Conrad Primmer
- Full name: Conrad James Primmer
- Date of birth: 24 March 1924
- Place of birth: Brisbane, Australia
- Date of death: 10 December 2014 (aged 90)
- School: Brisbane Grammar School
- University: University of Queensland
- Occupation(s): Gynaecologist

Rugby union career
- Position(s): Lock

International career
- Years: Team / Apps / (Points)
- 1951: Australia / 2 / (0)

= Conrad Primmer =

Rugby player (1924–2014)

Conrad James Primmer OAM (24 March 1924 — 10 December 2014) was an Australian rugby union international.
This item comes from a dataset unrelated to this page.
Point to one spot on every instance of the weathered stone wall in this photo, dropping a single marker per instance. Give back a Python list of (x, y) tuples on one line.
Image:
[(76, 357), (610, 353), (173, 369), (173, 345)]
Born in Brisbane, Primmer was educated at Brisbane Grammar School. He served in the Navy during the war, as did his brother Jack, who was killed in the sinking of HMAS Sydney. Following the war, Primmer played rugby for GPS and then the University of Queensland, while studying for his medical degree.

Primmer, a lock and specialist line-out jumper, was called up by the Wallabies to contest the Bledisloe Cup for a home series against the All Blacks in 1951. Capped twice, he played in the 1st Test at the Sydney Cricket Ground and 3rd Test at the Gabba. His decision to prioritise his studies cost him further selection.

A gynaecologist, Primmer was a founder of the Australian Country Hospital Heritage Association and was awarded the Medal of the Order of Australia (OAM) in the 1994 Australia Day Honours for services to the community.